Die Ziele der neuen Bundesregierung bieten mit Blick auf Innovation und Beteiligung vielversprechende Anknüpfungspunkte. Die im Koalitionsvertrag vorgesehene Deutsche Agentur für Transfer und Innovation (DATI) sollte als starker, agiler und unabhängiger „Change Agent“ im Innovationssystem etabliert werden – im Zusammenspiel mit „Sprin-D“. Denn internationale Good-Practices zeigen, dass Innovationsagenturen wie Vinnova (Schweden) oder UKRI und Nesta (Großbritannien) ein wichtiger Erfolgsfaktor bei der Erarbeitung, Koordination und Umsetzung von missionsorientierten Innovationspolitiken sind.
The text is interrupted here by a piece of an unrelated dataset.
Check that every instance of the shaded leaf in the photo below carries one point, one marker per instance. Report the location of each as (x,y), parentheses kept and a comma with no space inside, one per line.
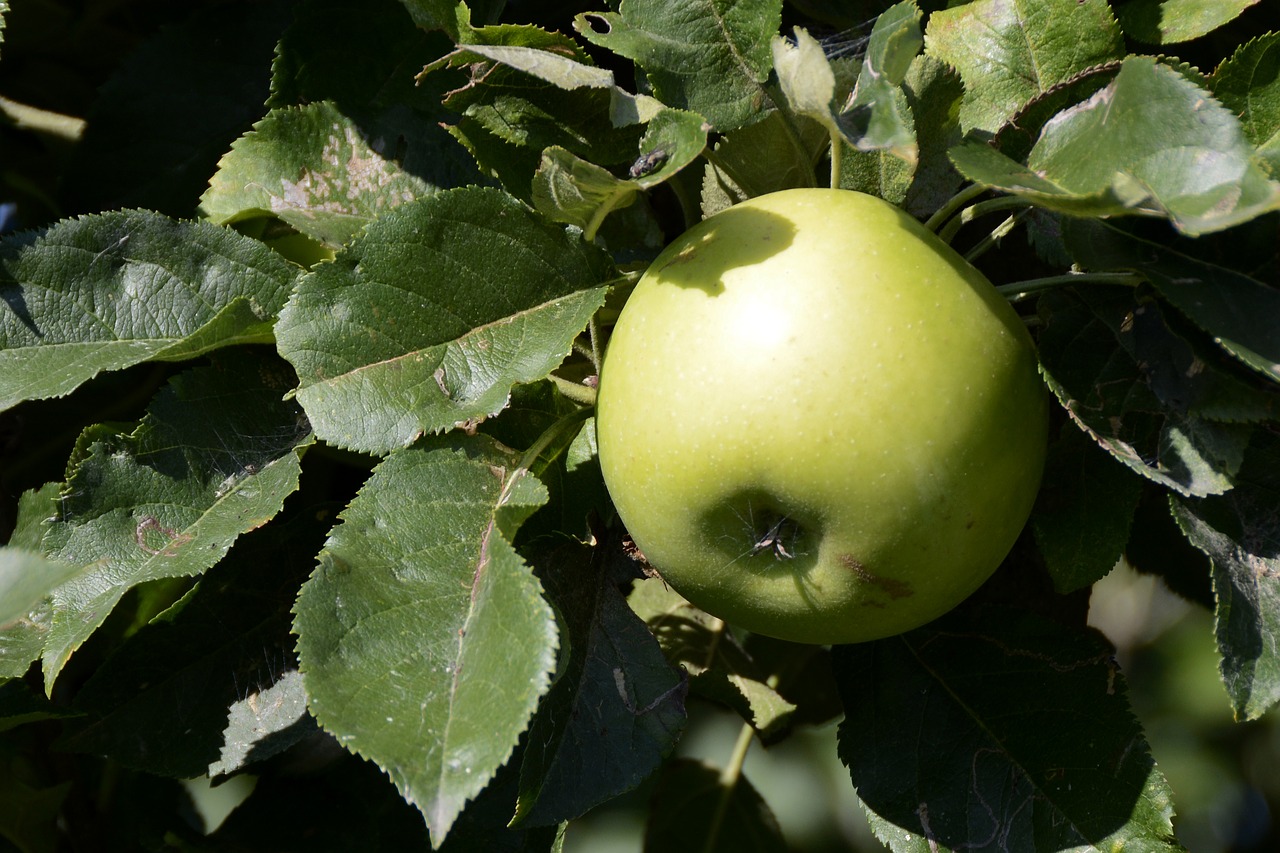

Diese „Change Agents“ bündeln Expertise, orchestrieren Innovationsprozesse, schaffen Experimentierräume und vermitteln zwischen verschiedenen Sektoren und Handlungsebenen. Nicht zuletzt, um so auch die Zivilgesellschaft und ihre Lösungskompetenz viel stärker am Innovationsgeschehen zu beteiligen. Auch regionale und überregionale Innovationsökosysteme könnten hierbei durch eine bessere sektorübergreifende Vernetzung von Universitäten, Unternehmen, Startups, sozialen und öffentlichen Organisationen mit Hilfe von DATI gestärkt werden. Dadurch können Innovationen entscheidend zur Bewältigung der großen gesellschaftlichen Herausforderungen und zur Nachhaltigkeitstransformation beitragen.